Insurance Outside the Exchange Is Also Volatile
Premium increases are not just a problem in the insurance exchange. Winthrop Quigley, in his July 14 column in the Albuquerque Journal, reminds us that "companies repeatedly requested double-digit increases in premiums long before Obamacare." And this was at a time when insurers could refuse to insure those who were deemed to be high-risk patients.
Robert Pear of the New York Times also reports premium increase problems in the private employer market.
These changes in the insurance market, both within and outside the exchange, create serious problems for both consumers and employers.
New Mexico Superintendent of Insurance John Franchini stated the following to Santa Fe New Mexican business editor Bruce Krakow, as reported in Krakow's July 15 column.
Franchini said the insurance market is much too volatile with carriers coming and going. That forces consumers to change doctors or providers, frustrating business owners and consumers who have to worry about in-network insurance coverage every time they change companies.
And, from the insurance perspective, Kurt Wroel, the chief actuary for Pennsylvania-based Geisinger Health Plan, points out that turnover is making it more difficult for insurers to predict costs.
The whole point of what we do, the foundation of good health insurance, is to develop long-term relationships with our members and to make long-term investments in their health. It's not like buying a book on Amazon.
Health economists have long recognized that the market system does not work to control health care costs. Adaptations to new market conditions, critical to the theory of the benefits of competition, mean that insurers are not able to maintain a large, stable, and predictable base of consumers. Instead, consumers bounce around as they or their employers are forced to change plans. Mergers are attempts to expand pools and control market share, but, as the Department of Justice points out, there is little benefit of such moves to consumers and employers, or to health care providers.
Continuity of care with your family doctor who saw you and your family for years is fast becoming an aberration.
What Do All These Problems Point To?
The problems that we are describing (and these are not the only ones) are due primarily to the fact that our state with its small population has a number of carriers that are dependent on small risk pools. While Presbyterian may insure over 400,000 people, these people are covered under different policies with varying coverage and out-of-pocket costs.
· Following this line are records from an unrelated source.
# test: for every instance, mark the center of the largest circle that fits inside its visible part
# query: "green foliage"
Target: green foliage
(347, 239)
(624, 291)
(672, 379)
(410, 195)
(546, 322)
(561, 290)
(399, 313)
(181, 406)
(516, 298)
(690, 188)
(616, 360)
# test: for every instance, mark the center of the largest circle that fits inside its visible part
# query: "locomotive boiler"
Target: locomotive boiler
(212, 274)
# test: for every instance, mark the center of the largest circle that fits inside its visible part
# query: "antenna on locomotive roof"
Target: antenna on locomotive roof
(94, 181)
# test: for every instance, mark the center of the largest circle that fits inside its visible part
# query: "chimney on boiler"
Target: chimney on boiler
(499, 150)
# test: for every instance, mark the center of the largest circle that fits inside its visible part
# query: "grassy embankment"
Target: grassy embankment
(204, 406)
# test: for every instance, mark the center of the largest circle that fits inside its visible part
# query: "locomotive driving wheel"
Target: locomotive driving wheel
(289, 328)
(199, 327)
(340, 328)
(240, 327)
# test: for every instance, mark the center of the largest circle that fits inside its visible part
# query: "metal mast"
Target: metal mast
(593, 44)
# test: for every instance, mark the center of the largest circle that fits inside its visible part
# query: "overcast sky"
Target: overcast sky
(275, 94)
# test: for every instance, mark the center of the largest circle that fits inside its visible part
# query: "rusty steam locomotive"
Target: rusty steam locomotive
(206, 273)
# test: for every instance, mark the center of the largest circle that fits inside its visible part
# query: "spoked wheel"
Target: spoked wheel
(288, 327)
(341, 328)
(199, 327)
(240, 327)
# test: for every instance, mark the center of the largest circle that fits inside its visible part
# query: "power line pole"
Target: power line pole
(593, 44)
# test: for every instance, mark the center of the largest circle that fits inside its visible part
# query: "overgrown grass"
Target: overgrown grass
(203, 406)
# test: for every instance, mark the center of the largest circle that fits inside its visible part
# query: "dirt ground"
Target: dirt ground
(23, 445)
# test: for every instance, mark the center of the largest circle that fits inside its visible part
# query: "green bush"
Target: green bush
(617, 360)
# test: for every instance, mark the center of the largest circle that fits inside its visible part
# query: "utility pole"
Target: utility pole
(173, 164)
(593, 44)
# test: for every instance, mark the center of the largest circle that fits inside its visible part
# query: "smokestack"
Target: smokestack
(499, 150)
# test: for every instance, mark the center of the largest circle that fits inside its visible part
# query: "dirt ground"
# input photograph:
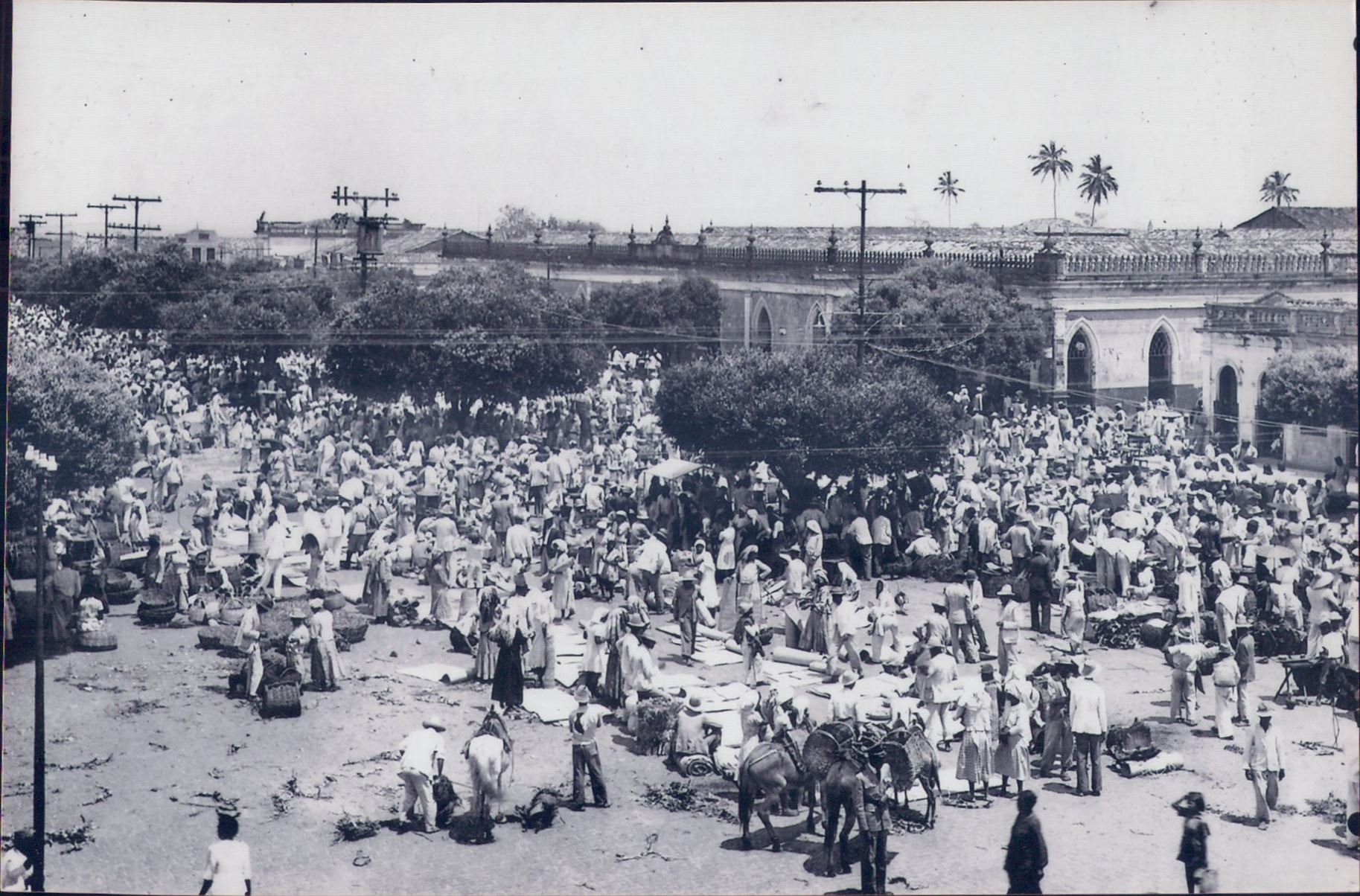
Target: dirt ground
(141, 737)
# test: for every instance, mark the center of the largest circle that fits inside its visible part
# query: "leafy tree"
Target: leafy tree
(802, 412)
(517, 222)
(1098, 184)
(675, 317)
(1050, 162)
(951, 313)
(1312, 388)
(71, 409)
(1273, 189)
(948, 189)
(475, 332)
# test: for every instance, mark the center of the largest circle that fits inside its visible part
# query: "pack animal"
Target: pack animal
(491, 769)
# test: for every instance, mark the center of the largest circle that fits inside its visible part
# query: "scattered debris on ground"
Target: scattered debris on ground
(103, 794)
(72, 838)
(85, 766)
(648, 853)
(679, 796)
(350, 828)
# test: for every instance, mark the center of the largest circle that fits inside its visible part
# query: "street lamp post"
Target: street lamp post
(42, 465)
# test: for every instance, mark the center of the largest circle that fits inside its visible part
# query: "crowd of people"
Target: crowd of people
(524, 516)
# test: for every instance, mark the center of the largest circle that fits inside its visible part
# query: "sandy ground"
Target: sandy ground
(156, 711)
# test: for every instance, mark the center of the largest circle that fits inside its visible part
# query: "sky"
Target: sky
(626, 115)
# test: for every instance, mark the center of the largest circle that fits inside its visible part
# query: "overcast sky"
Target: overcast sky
(725, 113)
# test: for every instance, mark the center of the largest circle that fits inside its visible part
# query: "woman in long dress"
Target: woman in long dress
(508, 680)
(974, 763)
(1012, 758)
(561, 566)
(613, 688)
(488, 616)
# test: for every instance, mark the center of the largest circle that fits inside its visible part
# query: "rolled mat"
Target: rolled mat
(794, 656)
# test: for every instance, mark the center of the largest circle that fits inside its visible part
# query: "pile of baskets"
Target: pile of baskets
(95, 641)
(157, 607)
(121, 588)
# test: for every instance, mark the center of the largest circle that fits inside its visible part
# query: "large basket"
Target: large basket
(282, 700)
(826, 746)
(156, 613)
(95, 641)
(121, 588)
(353, 627)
This fractured system clearly impacts physician and hospital overhead. (Private practice has diminished substantially, as more physicians become fed up with the bureaucracy and paperwork and prefer to be employed by hospitals.) And, as the Blue Cross and Blue Shield and Presbyterian experience illustrates, small pools create higher risks and, subsequently, higher costs.
So, it's the private insurance system that is the problem, not just the insurance exchange approach. Add this to drug companies jacking up the prices of needed pharmaceuticals, and we have an out-of-control health care system. Something new and dramatically different needs to be done. And the New Mexico Health Security Act is more needed than ever.